Somehow everyone gathering during the week ending June 6th 2004 to honor our dead and living veterans of the great conflict understood that with the sacrifice, with something given up and lost, the pendulum of justice swung fully to the opposite direction offering a precious but sacred blood-stained gain in return. In Howie Beach’s life the loss was friends and the innocence he had known as a teenager when he was called upon to become a killer of men. What he gained was a profound depth of appreciation for freedom, a love beyond measure for comrades, and a decency he would live the remainder of his life in spite of carnage and terror he experienced. In Norman Aker’s life it was the same, plus the sacrifice of his beloved older brother. For French men and woman it was often their homes being destroyed along with family members being sacrificed for their final freedom.

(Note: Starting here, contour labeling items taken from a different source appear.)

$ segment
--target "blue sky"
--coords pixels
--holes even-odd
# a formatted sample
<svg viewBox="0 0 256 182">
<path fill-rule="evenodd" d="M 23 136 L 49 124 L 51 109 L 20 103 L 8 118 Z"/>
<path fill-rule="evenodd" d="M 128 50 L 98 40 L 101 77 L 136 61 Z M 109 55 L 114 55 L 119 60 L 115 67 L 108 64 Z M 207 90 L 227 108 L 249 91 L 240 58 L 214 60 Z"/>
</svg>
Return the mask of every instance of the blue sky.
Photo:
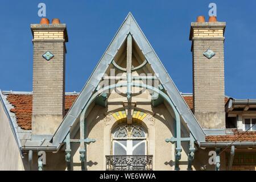
<svg viewBox="0 0 256 182">
<path fill-rule="evenodd" d="M 255 1 L 1 1 L 0 89 L 31 91 L 31 23 L 39 23 L 38 5 L 47 17 L 67 23 L 66 91 L 80 92 L 118 27 L 131 11 L 180 92 L 192 91 L 190 23 L 208 19 L 208 5 L 227 22 L 225 43 L 226 94 L 256 98 Z"/>
</svg>

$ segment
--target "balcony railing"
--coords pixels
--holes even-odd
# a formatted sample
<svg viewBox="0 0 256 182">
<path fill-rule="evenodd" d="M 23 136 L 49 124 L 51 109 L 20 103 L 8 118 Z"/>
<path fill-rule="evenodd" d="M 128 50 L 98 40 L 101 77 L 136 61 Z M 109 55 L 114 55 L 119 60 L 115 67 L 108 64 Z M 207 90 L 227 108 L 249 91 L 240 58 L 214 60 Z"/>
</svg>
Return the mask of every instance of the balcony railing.
<svg viewBox="0 0 256 182">
<path fill-rule="evenodd" d="M 107 171 L 152 170 L 152 155 L 106 155 Z"/>
</svg>

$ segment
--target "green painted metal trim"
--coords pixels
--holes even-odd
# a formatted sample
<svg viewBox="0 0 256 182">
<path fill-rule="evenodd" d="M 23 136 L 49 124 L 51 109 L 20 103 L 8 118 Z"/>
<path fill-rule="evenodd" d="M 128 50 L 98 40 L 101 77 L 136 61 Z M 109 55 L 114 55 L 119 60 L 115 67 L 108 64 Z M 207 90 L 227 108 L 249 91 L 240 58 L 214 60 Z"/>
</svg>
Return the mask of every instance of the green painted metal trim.
<svg viewBox="0 0 256 182">
<path fill-rule="evenodd" d="M 119 69 L 120 71 L 122 71 L 123 72 L 126 72 L 126 69 L 119 66 L 115 63 L 115 60 L 114 59 L 112 60 L 112 61 L 111 63 L 112 63 L 112 64 L 114 65 L 114 67 L 115 68 L 117 68 L 117 69 Z M 141 68 L 142 68 L 144 66 L 145 66 L 147 64 L 147 63 L 148 63 L 147 60 L 146 59 L 145 59 L 145 60 L 140 65 L 139 65 L 138 67 L 136 67 L 135 68 L 131 68 L 131 71 L 133 72 L 133 71 L 137 71 L 138 69 L 139 69 Z"/>
</svg>

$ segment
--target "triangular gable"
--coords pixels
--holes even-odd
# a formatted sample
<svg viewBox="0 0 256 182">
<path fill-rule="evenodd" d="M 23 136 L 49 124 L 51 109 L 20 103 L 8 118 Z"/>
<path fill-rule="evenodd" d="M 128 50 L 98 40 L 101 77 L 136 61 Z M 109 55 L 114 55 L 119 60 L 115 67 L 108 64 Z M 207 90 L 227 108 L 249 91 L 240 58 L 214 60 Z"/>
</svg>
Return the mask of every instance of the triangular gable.
<svg viewBox="0 0 256 182">
<path fill-rule="evenodd" d="M 155 73 L 159 73 L 159 79 L 167 93 L 187 123 L 198 143 L 205 142 L 205 134 L 191 110 L 184 100 L 154 50 L 130 13 L 118 29 L 117 34 L 100 59 L 92 74 L 84 86 L 80 94 L 64 118 L 52 138 L 54 146 L 59 146 L 68 133 L 71 126 L 79 118 L 82 109 L 86 106 L 93 92 L 117 53 L 118 49 L 130 33 Z"/>
</svg>

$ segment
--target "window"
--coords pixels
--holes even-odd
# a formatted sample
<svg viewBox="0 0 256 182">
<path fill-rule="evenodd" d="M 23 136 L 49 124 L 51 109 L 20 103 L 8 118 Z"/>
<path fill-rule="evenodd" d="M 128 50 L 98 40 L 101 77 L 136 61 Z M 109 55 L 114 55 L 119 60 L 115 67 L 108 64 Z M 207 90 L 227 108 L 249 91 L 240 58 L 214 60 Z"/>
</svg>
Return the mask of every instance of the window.
<svg viewBox="0 0 256 182">
<path fill-rule="evenodd" d="M 256 118 L 245 118 L 244 125 L 245 131 L 256 131 Z"/>
<path fill-rule="evenodd" d="M 138 125 L 118 126 L 113 134 L 113 155 L 147 155 L 147 134 Z"/>
</svg>

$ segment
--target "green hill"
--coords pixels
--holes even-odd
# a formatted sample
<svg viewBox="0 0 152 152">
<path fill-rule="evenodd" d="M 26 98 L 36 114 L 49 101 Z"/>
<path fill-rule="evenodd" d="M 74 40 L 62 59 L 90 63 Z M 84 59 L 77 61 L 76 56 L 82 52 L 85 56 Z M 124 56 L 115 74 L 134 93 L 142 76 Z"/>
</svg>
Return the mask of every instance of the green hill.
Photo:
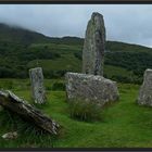
<svg viewBox="0 0 152 152">
<path fill-rule="evenodd" d="M 53 38 L 21 27 L 0 24 L 0 77 L 28 77 L 28 69 L 42 66 L 45 77 L 63 77 L 81 72 L 84 39 Z M 152 49 L 118 41 L 106 41 L 104 76 L 123 83 L 142 81 L 152 68 Z"/>
</svg>

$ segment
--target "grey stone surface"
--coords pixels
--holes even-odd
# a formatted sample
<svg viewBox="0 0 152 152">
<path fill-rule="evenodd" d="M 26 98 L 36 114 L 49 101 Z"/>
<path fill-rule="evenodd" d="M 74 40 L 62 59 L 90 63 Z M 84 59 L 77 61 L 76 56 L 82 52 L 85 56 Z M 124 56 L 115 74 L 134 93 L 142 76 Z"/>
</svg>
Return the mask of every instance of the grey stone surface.
<svg viewBox="0 0 152 152">
<path fill-rule="evenodd" d="M 143 84 L 140 87 L 137 99 L 138 104 L 152 106 L 152 69 L 148 68 L 143 75 Z"/>
<path fill-rule="evenodd" d="M 66 73 L 65 79 L 68 101 L 91 101 L 104 105 L 118 100 L 116 83 L 102 76 Z"/>
<path fill-rule="evenodd" d="M 3 107 L 0 105 L 0 112 L 3 111 Z"/>
<path fill-rule="evenodd" d="M 2 136 L 2 138 L 3 139 L 16 139 L 17 138 L 17 131 L 4 134 Z"/>
<path fill-rule="evenodd" d="M 46 102 L 46 90 L 43 87 L 43 74 L 41 67 L 29 69 L 29 78 L 31 83 L 31 92 L 35 103 L 42 104 Z"/>
<path fill-rule="evenodd" d="M 105 27 L 103 16 L 92 13 L 88 22 L 83 50 L 83 73 L 103 75 Z"/>
</svg>

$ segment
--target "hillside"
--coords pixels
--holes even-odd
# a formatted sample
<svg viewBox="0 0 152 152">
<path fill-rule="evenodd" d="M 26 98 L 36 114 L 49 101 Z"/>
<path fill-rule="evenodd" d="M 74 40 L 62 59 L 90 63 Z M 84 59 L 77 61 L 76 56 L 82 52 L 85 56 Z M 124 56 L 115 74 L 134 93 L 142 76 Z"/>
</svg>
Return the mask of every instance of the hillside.
<svg viewBox="0 0 152 152">
<path fill-rule="evenodd" d="M 27 29 L 0 24 L 0 77 L 26 78 L 28 69 L 43 67 L 46 78 L 81 71 L 84 39 L 52 38 Z M 152 68 L 152 49 L 117 41 L 106 42 L 104 76 L 123 83 L 142 81 Z"/>
</svg>

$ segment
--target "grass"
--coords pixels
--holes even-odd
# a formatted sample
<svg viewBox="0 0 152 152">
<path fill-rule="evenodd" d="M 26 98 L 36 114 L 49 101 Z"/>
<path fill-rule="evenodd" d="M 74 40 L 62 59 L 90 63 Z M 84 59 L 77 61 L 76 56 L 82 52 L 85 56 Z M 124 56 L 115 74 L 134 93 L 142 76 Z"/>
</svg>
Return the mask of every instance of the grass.
<svg viewBox="0 0 152 152">
<path fill-rule="evenodd" d="M 33 103 L 28 79 L 1 79 L 0 84 L 4 80 L 15 84 L 11 90 Z M 49 86 L 53 81 L 58 80 L 47 80 L 46 84 Z M 18 88 L 20 84 L 24 87 Z M 1 136 L 12 131 L 13 127 L 8 121 L 7 111 L 2 111 L 0 148 L 152 148 L 152 109 L 136 104 L 139 86 L 118 84 L 118 89 L 119 101 L 102 110 L 102 119 L 90 123 L 71 117 L 65 91 L 47 90 L 48 103 L 38 107 L 62 126 L 60 136 L 55 138 L 48 134 L 36 134 L 34 127 L 20 121 L 18 126 L 27 125 L 27 130 L 21 129 L 15 140 L 3 140 Z M 2 117 L 8 122 L 5 125 L 1 123 Z"/>
</svg>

One week earlier I had the honor of speaking to thirty wounded Marine’s at the invitation of personal friend, Chaplain Ronald Ringo, USN stationed at Camp Lejeune, NC. Now home from Iraq and Afghanistan’s battle fields, these men had gathered to listen to the Chaplain’s instructions on how to transform from warrior to peace-time dad and husband.

The Marines wondered aloud if we, the American citizen, appreciated them; if we cared. Many are husbands and dads, doing simply what they know their fathers and grandfathers did in World War Two, Korea, Vietnam and other conflicts.

“Will the American people be grateful?” one asked. “Will they let us finish our job?” another questioned. “I used to take my family for granted,” added a young staff sergeant. “I used to act like a drill sergeant to my young son. But when I got back from Iraq, and some of my friends didn’t, I just looked into his eyes and when he said ‘Daddy…and I…’” His throat closed tight on his own words. He wiped at the tears. “I’m not the same man,” he began once more. “I’ll never be the same man. I will never take my family or this country for granted again.”

Gratitude, love, honor. I witnessed these with our current crop of heroes, some Marines who want nothing from us but understanding and respect. And then on June 6th 2004, in an overflowing abundance of appreciation on French soil, hallowed and made sacred by men who died and also lived to tell their tales, I understood what soldiers of every time and conflict may have wondered when they asked themselves, “Will they remember me back home?”
I imagined in my mind’s eye a beneficent Creator offering an approval for a collective gathering of the spirits of the fallen whose bodies lay buried in the Normandy sod. Dads, sons, brothers, heroes all – I imagined another cerebration taking place near us; the dead among the ten thousand crosses, witnessing an earnest heartfelt homage being paid to them.

The thoughtful question, as if posed by a silenced warrior asked again, “Will they remember me back home?”

I knew the answer and whispered back: “Yes soldier, we do remember. We haven’t forgotten you. And we never will.”